Les parties ont été avisées que l’arrêt sera prononcé par sa mise à disposition au greffe de la cour d’appel.
APPELANT :
INTIMÉ SUR APPEL INCIDENT
M. [X] [A]
né le 02 février 1975 à [Localité 10]
[Adresse 1]
[Localité 5]
Représenté par Me Christiane Imbert-Gargiulo de la Selarl Christiane Imbert Gargiulo- Mickaël Pavia, plaidante/postulante, avocate au barreau d’Avignon
INTIMÉS :
APPELANTS A TITRE INCIDENT
M. [T] [A]
né le 11 novembre 1991 à [Localité 12]
[Adresse 2]
[Localité 8]
Représenté par Me Julie Roland de la Scp Roland et associés, plaidante/postulante, avocate au barreau d’Avignon
Mme [E] [W]
née le 02 juin 1989 à [Localité 9]
[Adresse 4]
[Localité 6]
Mme [I] [R]
née le 27 juillet 1997 à [Localité 9]
[Adresse 3]
[Localité 7]
Représentées par Me Elizabeth Phelippeau-Sol, plaidante/postulante, avocate au barreau d’Avignon
ARRÊT :
Arrêt contradictoire, prononcé publiquement et signé par Mme Isabelle Defarge, présidente de chambre, le 05 juin 2025, par mise à disposition au greffe de la cour
EXPOSÉ DES FAITS ET DE LA PROCÉDURE
[L] [A] veuve [H] est décédée le 4 septembre 2018 à [Localité 13], ses deux neveux MM. [T] et [X] [A] étant institués légataires universels.
Par courriers recommandés avec accusé de réception des 11 et 17 juin 2020, MM. [A] ont mis en demeure Mmes [E] [W] et [I] [R] de rapporter à la succession les sommes suivantes débitées des comptes de la défunte :
— 10 000 et 4 000 euros les 26 avril et 7 juin 2018 par chèques à l’ordre de Mme [W],
— 4 000 et 400 euros les 6 et 22 juin 2018 par chèques à l’ordre de Mme [R].
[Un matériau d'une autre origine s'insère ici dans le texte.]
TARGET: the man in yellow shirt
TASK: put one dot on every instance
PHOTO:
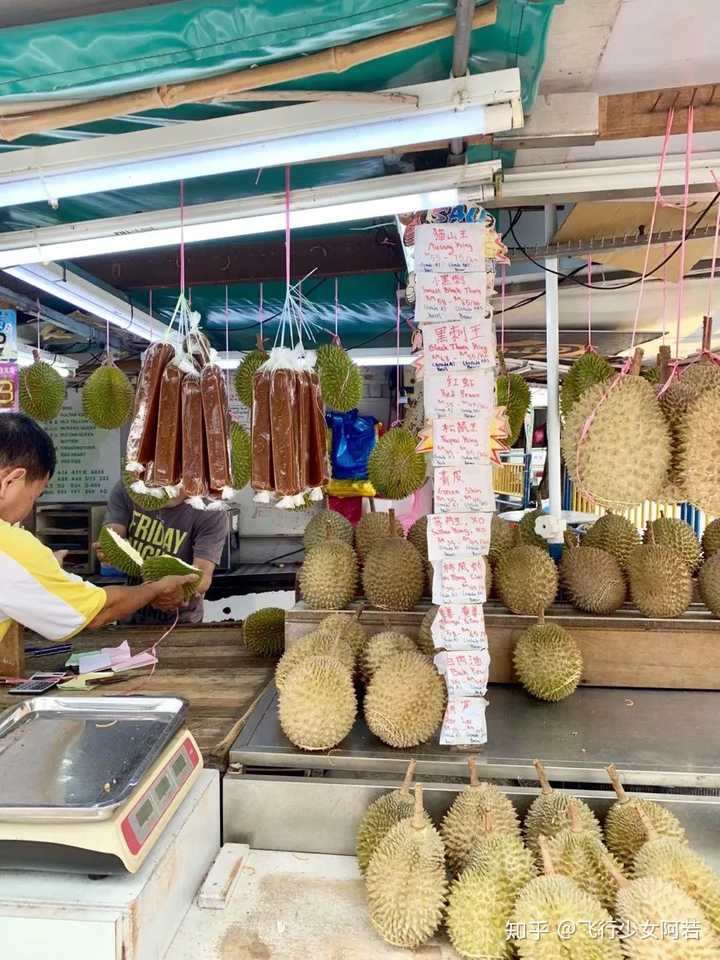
(34, 589)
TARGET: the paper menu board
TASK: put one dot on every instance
(455, 347)
(459, 580)
(464, 489)
(442, 297)
(470, 393)
(459, 626)
(458, 534)
(464, 722)
(459, 442)
(450, 248)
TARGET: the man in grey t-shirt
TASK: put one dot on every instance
(195, 536)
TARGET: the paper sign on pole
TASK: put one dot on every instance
(442, 297)
(464, 489)
(450, 248)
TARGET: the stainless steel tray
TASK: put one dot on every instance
(80, 757)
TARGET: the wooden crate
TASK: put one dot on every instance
(621, 650)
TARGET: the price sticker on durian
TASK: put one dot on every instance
(9, 388)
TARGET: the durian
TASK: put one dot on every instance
(556, 920)
(341, 382)
(585, 372)
(526, 530)
(709, 584)
(476, 812)
(374, 527)
(700, 451)
(582, 857)
(393, 576)
(526, 580)
(405, 700)
(405, 881)
(615, 534)
(503, 537)
(625, 833)
(547, 661)
(659, 921)
(155, 568)
(379, 647)
(119, 553)
(314, 645)
(317, 704)
(616, 443)
(245, 373)
(381, 816)
(346, 626)
(264, 632)
(549, 813)
(711, 539)
(42, 391)
(328, 577)
(667, 859)
(678, 535)
(395, 468)
(592, 578)
(240, 455)
(108, 397)
(660, 582)
(327, 525)
(513, 393)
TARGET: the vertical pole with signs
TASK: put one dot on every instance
(9, 374)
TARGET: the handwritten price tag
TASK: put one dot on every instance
(464, 722)
(460, 580)
(467, 394)
(450, 248)
(459, 626)
(464, 489)
(9, 392)
(467, 673)
(460, 443)
(441, 297)
(455, 347)
(458, 534)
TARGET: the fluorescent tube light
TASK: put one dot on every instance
(264, 213)
(444, 109)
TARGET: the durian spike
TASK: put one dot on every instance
(418, 820)
(617, 784)
(542, 777)
(408, 778)
(548, 866)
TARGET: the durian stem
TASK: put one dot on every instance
(409, 774)
(418, 818)
(548, 866)
(617, 784)
(542, 776)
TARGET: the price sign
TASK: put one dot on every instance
(441, 297)
(460, 442)
(464, 489)
(450, 248)
(459, 626)
(468, 394)
(9, 388)
(459, 580)
(458, 534)
(8, 336)
(455, 347)
(464, 722)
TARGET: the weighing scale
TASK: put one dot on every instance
(88, 784)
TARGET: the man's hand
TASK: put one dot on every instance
(172, 594)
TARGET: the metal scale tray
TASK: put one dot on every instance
(79, 758)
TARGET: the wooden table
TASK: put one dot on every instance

Par acte du 3 novembre 2020, ils les ont assignées aux mêmes fins devant le tribunal judiciaire d’Avignon qui, par jugement avant dire droit du 23 mai 2023, a ordonné la réouverture des débats sur la question de la subsidiarité de l’action en enrichissement injustifié puis, par jugement contradictoire du 12 décembre 2023
— a déclaré irrecevable leur action fondée sur l’enrichissement injustifié,
— a débouté les défenderesses de leur demande d’indemnisation,
— a dit n’y avoir lieu à application de l’article 700 du code de procédure civile et condamné les requérants aux dépens.
M. [X] [A] a interjeté appel de ce jugement par déclaration du 16 février 2024.
Par ordonnance du 28 novembre 2024, la procédure a été clôturée le 20 mars 2025 et l’affaire fixée à l’audience du 3 avril 2024 à laquelle elle a été mise en délibéré au 5 juin 2025.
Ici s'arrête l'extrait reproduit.